# Luna Pier



## meathelmet (Aug 4, 2008)

Lunar Pier reports good fishing with bomber lures . I know its not Northwest Ohio fishing but Luna Pier is only a few miles into Michigan.


----------



## fishindude644 (Jan 12, 2011)

meathelmet said:


> Lunar Pier reports good fishing with bomber lures . I know its not Northwest Ohio fishing but Luna Pier is only a few miles into Michigan.


 Prob gonna be messed up now with all the rain/NE winds coming.


----------



## DeathFromAbove (Oct 21, 2008)

You don't even wanna go there with a strong NE wind. You'll get blasted I was gonna go tonight, but the winds are bad. Supposed to be NE> haven't checked yet


----------



## Saugeyefisher (Jul 19, 2010)

Can anyone describe the pier. Like how high off the water, rocks, concrete,? Next time i go to st.clair im gonna stop and check it out for spring and fall walleyes! I love to get them off the bank on cranks!!


----------



## meathelmet (Aug 4, 2008)

Saugeye,

Here is the link to fisherman's cave. It provides a pretty good weather report and they sell tackle as well.


----------



## Bob4246 (Dec 30, 2004)

I will try to attach a link with a picture of Luna Pier. I've never been there, but it looks to be concrete. It also appears to be +/- 8 feet above the water, so bring a long handled net.  

http://en.wikipedia.org/wiki/File:Luna_pier.JPG


----------



## BFG (Mar 29, 2006)

Or do like a lot of other guys do and wear your waders and walk out from the beach. 

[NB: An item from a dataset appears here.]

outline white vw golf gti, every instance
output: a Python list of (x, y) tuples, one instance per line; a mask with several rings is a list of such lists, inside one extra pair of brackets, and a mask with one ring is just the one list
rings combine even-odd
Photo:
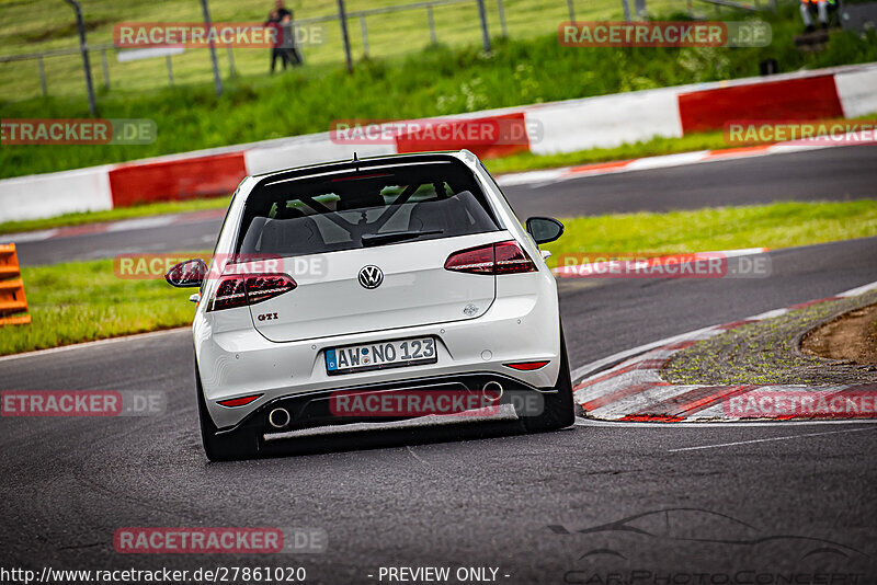
[(200, 288), (207, 457), (272, 452), (307, 427), (435, 414), (373, 398), (476, 395), (513, 408), (528, 431), (572, 424), (557, 288), (538, 248), (562, 231), (542, 217), (522, 227), (466, 150), (244, 179), (210, 265), (167, 275)]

If you do that though...don't be a whiphead and walk out in front of the guys on the pier.


----------



## Saugeyefisher (Jul 19, 2010)

Nice! thanks guys....Bet that pace gets crowded when the bites hot


----------



## meathelmet (Aug 4, 2008)

Fishermen do wade out and your right...it can like the Maumee when the fishermen are on top of each other.


----------



## DeathFromAbove (Oct 21, 2008)

Saugeyefisher said:


> Can anyone describe the pier. Like how high off the water, rocks, concrete,? Next time i go to st.clair im gonna stop and check it out for spring and fall walleyes! I love to get them off the bank on cranks!!


Luna Pier is a nice long concrete pier that is so named because it is shaped like a crescant moon, going straight off shore, then breaking to the left.Its prettty wide, and can be quite tall depending on the water depth, which varies quite a bit with the wind because it's so shallow there in the first place. The other problem with its height is that it's fronted by alot of rock and concrete block. so that if the water is out a little, you either sometimes have to jump down or drag your fish on the rocks. or have a long net.As MeatHelmet said they're gettig them on bombers because due to the shallow water in there thats about all you can use. Jointed are the favorites up there and the key word is SLOW. I mean maddening slow .If you think you're slow, youre probably too fast.When it gets real cold, guys will just let them lay there like you're topwater fishing for bass. Forget about any cranks.
Guys do wade right in front of the turn in the pier. Supposedly there is an old Dance Hall out there that is now just a big rock pile that the fish hang on. Don't think thats where all the fish are, because I've seen nights where all the fish are caught in between the waders and the pier. Like I said. Bomberes red and white and firetiger are good starting colors


----------